Timothy Q. Duong scite author profile

The BOLD signal consists of an intravascular (IV) and an extravascular (EV) component from both small and large vessels. Their relative contributions are dependent on field strength, imaging technique, and echo time. The IV and EV contributions were investigated in the human visual cortex at 4 and 7 T using spin-echo and gradient-echo BOLD fMRI with and without suppression of blood effects. Spin-echo acquisition suppresses EV BOLD from large veins and reflects predominantly blood T 2 changes and EV BOLD signal from small blood vessels.

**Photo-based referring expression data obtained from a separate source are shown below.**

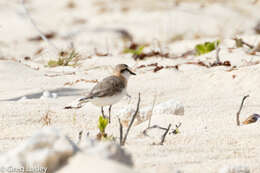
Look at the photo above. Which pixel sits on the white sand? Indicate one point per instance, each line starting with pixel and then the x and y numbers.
pixel 209 138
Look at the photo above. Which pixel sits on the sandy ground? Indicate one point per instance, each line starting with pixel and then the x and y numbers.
pixel 209 138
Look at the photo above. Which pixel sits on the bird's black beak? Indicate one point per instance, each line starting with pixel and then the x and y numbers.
pixel 132 73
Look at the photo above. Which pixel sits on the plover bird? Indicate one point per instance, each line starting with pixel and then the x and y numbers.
pixel 109 91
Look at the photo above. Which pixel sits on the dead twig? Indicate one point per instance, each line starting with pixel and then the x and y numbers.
pixel 153 127
pixel 164 135
pixel 217 55
pixel 123 140
pixel 79 137
pixel 240 42
pixel 240 108
pixel 55 75
pixel 121 131
pixel 176 130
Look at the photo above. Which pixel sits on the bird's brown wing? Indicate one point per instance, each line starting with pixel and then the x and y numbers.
pixel 107 87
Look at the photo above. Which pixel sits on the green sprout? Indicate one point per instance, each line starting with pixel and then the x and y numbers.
pixel 66 59
pixel 102 124
pixel 206 47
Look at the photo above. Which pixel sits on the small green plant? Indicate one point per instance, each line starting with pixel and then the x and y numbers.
pixel 102 124
pixel 65 59
pixel 206 47
pixel 135 51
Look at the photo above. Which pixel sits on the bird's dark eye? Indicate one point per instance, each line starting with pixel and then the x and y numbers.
pixel 123 70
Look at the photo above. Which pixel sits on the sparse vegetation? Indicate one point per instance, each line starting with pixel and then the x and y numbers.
pixel 65 59
pixel 102 124
pixel 135 49
pixel 46 119
pixel 206 47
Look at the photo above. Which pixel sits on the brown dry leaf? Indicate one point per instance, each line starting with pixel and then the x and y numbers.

At a short echo time (32 ms), diffusion gradient-based suppression of blood signals resulted in a 75% and 20% decrease in spin-echo BOLD changes at 4 T and 7 T, respectively. However, at echo times (55-65 ms) approximating tissue T 2 typically used for optimal BOLD contrast, these gradients had much smaller effects at both fields, consistent with the decreasing blood T 2 with increasing field strength. Gradient-echo BOLD percent changes, with relatively long echo times at both fields, were virtually unaffected by gradients that attenuated the blood contribution because the EV BOLD surrounding both large and small vessels dominated. These results suggest that spin-echo BOLD fMRI at 4 and 7 T, with TE approximating tissue T 2 , significantly reduces nonspecific mapping signals from large vessels and significantly accentuates microvasculature contributions.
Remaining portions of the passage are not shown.